There are alot more terms surrounding the "driving other cars" extension.

One I will tell you if you get stopped driving this "other car" and you get out and in to the back of the police car. You have technically left a car uninsured on a public highway.

There are many more 

Jez


----------



## Durzel (Dec 5, 2001)

InsBro said:


> Spot on
> 
> There are alot more terms surrounding the "driving other cars" extension.
> 
> ...


Not to mention the fact that any time you are not driving it is not insured at all for fire, theft, vandalism, etc, etc.


----------



## stevenh (Oct 18, 2004)

ibb said:


> right guys plan is to get cheap insurance is find a company that insures your car and any other car 3rd party and their you have it your skyline insured 3rd party after a year youll hopefully have 1 years no claim and it shud then thereafter be much cheaper  . to all guys that will say y get it 3rd party? no point some will be very desperate also if you can get a ferrari this will also be insured BUT there is a catch the other car that you will drive has to be insured fully comp aswell  . dont worry get some older person like your mom or your dad and pay fo their name to be insured and woala there you have it 2 cars insured for under 2500 pounds. :smokin: now relax and search good luck
> 
> 
> mods delete if un appropriate


no chance that would work now igf it does then there is something wrong


----------



## costadelsol (Jul 14, 2005)

I work for an insurance broker in Northern Ireland, driving others cars extension, has certain rules and they do vary from insurance companies, you have to be over 21 but in most cases 25, the policy has to be in your name and fully comp to get the ext option, the other car has to be insured comp or tpft, you have to have the third parties permission, you are only covered Tp , and you can not commute to work and will be resticted mileage and diff limits for different companies apply.
If you plan apon getting your folks to insure a skyline as a second car, somebody said about a mirror bonus, its called matched bonus, most insurance companies will match no claim bonus from 1 policy to another, but not if there is a young driver on either policys, this is prevent exactly what everybody is discusing, and they wont let a young driver be added mid term either, if they do they will take away the matched discount.
Another option would be claim free driving, this is where somebody that has been on a policy as a 2nd driver for a period of years, some companies offer discount for the years proved to be claim free, but again with most insurance companies you have to be 25 and over!!
If the insurance company thinks in anyway there is something afoot, they can cancel pol without giving a reason, and they can refuse to pay out for claims, so if your driving a £10000 skyline through the extension and you hit a £30000 mercedes, you are left to pay the mercedes damages yourself and not for getting your skyline or maybe your mates skyline needing repaired, good luck with that!!

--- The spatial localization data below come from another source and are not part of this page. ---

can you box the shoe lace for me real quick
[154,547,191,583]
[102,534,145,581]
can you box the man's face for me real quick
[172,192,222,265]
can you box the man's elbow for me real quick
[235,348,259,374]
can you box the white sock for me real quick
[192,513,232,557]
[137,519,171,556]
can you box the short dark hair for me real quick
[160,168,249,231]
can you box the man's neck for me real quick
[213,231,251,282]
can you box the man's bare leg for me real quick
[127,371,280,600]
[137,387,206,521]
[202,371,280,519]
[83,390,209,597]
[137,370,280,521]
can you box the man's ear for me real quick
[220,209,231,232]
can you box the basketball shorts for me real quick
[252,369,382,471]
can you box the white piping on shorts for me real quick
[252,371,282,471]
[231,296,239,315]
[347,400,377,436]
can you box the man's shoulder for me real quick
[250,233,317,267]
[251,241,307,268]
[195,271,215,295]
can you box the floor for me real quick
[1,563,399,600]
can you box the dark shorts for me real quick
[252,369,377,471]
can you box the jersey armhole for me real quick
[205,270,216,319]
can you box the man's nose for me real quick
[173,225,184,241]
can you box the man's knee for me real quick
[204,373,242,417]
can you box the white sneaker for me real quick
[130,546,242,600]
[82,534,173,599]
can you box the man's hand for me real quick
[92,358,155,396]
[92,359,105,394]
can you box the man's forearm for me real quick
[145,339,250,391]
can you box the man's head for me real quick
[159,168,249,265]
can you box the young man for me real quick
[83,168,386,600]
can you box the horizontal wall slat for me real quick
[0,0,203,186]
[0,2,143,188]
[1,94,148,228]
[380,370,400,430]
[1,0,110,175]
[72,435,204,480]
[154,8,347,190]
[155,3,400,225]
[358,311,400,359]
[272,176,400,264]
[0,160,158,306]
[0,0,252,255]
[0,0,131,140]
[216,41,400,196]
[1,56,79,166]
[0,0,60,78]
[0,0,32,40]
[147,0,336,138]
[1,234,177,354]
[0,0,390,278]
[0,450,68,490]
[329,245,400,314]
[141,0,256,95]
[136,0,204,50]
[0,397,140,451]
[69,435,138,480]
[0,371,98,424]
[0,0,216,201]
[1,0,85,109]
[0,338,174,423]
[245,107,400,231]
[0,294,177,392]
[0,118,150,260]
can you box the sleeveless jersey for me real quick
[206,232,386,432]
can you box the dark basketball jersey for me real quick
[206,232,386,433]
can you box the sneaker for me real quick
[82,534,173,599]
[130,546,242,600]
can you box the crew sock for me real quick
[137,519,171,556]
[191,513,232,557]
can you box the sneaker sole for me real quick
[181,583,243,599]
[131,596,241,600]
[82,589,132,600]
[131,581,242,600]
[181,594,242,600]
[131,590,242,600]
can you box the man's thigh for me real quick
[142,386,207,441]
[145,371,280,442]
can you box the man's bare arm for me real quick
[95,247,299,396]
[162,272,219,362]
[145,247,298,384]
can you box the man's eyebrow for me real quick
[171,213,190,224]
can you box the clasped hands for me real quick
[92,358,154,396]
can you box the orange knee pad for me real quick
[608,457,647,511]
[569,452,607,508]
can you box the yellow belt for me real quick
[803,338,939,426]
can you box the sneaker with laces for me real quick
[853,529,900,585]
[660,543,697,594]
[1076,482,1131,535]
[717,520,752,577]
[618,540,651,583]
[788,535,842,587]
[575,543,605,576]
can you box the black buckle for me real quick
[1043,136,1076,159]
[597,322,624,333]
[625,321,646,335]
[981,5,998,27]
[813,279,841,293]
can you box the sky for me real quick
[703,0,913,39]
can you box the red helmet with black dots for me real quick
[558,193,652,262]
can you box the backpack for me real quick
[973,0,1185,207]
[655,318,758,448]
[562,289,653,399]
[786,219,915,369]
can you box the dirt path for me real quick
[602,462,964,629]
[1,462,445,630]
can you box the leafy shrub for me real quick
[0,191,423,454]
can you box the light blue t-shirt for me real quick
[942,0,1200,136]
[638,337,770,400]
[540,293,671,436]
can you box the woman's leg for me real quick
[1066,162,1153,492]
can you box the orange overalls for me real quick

My advice is to buy a affordable car now, get a box of kleenex tissues wipe the drool from looking at all the skylines, and save like mad and buy yourself a lovely skyline that will be insured for what its worth, so you dont wrap it round a tree and get nothing to fix it, watch it rust in your back garden and eventually break your heart!!!

Or make friends with somebody that has a skyline and get them to pick you up all the time, you will still look good in the passenger seat and it will save you a fortune in petrol costs lol


----------